The small, camellia-like Ranunculus is famous for both its medicinal properties and bright petals. It comes in many colours, from white to vivid pink, red, yellow, and orange. 

Legend says that a mythical Coyote had his eyes taken by an eagle. Unable to see, he created new eyes from a buttercup - hence the Ranunculus' other name, "Coyote's eyes".

Unlike other flowers, the Ranunculus has only one meaning: "you are radiant with charm". So, if you want to tell someone that they have dazzled you, give them a bouquet of these blooms.

Orange and white faux ranunculus buttonholes with skimmia, waxflower and ferns.


The meaning of the carnation varies by colour, but at its core, it represents love.

A bouquet of multi-hued carnations symbolises pure love.
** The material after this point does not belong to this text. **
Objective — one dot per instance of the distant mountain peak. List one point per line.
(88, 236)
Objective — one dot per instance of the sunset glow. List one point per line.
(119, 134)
Pink carnations represent remembrance("I'll never forget you"), and purple carnations are for unpredictability.


Orchids were supremely luxurious in the Victorian age. To this day, they're difficult to grow and care for, but this made them all the more rare and valuable back then. Reserved only for the wealthy, there was an almost obsessive desire to collect them. The condition even had a name - "Orchidelirium".

To satisfy this, wealthy collectors would hire teams of orchid hunters, who'd travel the world to find and bring them back to London.

While orchidelirium might not be a thing anymore, people still enjoy collecting them. (I particularly like the pink ones, meaning “belle”.)

Adding sentimental stems

The average wedding now costs around £25,000 with 8% of that being spent on flowers and decorations. But you don’t have to skimp on the flowers with silk.

Not only are luxury artificial flowers realistic, but they’re also much more affordable than their counterparts. Furthermore, faux flowers open up all possibilities, meaning you can add in florals that aren’t technically in season (we do avoid dead giveaways like loads of Tulips in November, but the odd stem we can get away with).

As an extra layer to your keepsake bouquet, one thing Hannah loves to do is include sentimental stems in the arrangement. Should that be a nod to your heritage, a favourite flower, birth flower or someone's namesake.